Johne's is hard to detect in dairy cows. With diligence, it is possible to find it, but its persistence speaks to the fact that it is still there, and despite a well-known program to address it, it remains there.

www.What will Work for me? I think it's time to test our milk with DNA for the presence of MAP DNA. It's time to make control of MAP mandatory for anyone who supplies dairy for public consumption. Plain and simple. Our dairy otherwise could be considered an existential threat to our safety and wellbeing. Anyone with Crohn's would agree. We can't keep increasing at 50% every 20 years and soon not all have it. And in my book, I now believe we have to consider Crohn's an infectious disease and be open to long-term treatment with antibiotics. Call your representative or senator and ask them to get on board. Send them this email. They know someone with Crohn's. I won't buy animal milk products until I'm assured of their safety.

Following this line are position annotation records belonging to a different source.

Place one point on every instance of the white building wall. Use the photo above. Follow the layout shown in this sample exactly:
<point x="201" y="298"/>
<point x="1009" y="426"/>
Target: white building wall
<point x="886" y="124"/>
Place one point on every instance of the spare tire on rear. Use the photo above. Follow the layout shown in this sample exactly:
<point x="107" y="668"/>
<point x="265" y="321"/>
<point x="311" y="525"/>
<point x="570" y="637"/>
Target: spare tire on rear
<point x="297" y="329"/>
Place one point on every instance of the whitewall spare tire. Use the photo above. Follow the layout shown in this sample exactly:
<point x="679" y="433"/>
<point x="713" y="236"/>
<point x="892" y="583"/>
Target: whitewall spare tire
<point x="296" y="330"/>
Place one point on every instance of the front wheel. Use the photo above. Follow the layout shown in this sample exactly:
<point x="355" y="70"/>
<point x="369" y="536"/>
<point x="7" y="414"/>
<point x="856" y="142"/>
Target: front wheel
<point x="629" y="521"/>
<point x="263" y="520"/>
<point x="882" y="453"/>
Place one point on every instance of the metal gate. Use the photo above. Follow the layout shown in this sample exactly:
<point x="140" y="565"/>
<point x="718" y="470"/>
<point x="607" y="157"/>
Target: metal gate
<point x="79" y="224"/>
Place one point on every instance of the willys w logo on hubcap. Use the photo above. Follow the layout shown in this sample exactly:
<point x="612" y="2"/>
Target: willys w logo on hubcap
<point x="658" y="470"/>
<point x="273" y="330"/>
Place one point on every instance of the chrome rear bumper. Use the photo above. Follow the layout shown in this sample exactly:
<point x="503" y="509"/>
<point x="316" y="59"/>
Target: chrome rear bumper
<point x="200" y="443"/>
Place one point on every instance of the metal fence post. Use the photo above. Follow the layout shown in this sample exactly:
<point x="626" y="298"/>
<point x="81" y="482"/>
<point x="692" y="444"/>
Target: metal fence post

References: Diagnosis and Control of Johne's, CDC Statistics, Am J Resp Cell Bio, Animals, UW Johne's Center, World Jr Gastro,.Dig Dis Sci, APHIS,

Pop Quiz 

1. What is Johne's disease?                             Answer: An infectious disease in animals (cows, sheep, goats....) caused by the atypical mycobacterium avium paratuberculosis. (MAP) 

2. Is the MAP bacteria cleared with pasteurizing?                          Answer: No one can tell you "absolutely". 

3. What percent of Crohn's from Italy have MAP DNA in their stool?                     Answer: about 2/3rds. But asymptomatic folks have a 48% prevalence rate. 

4. What has been happening to the prevalence of Crohn's in America?                                     Answer: On the order of doubling every 40 years. Some horrible number. 

5. What is the impact of Crohn's on those who have it?                          Answer: Just awful. You don't want this disease.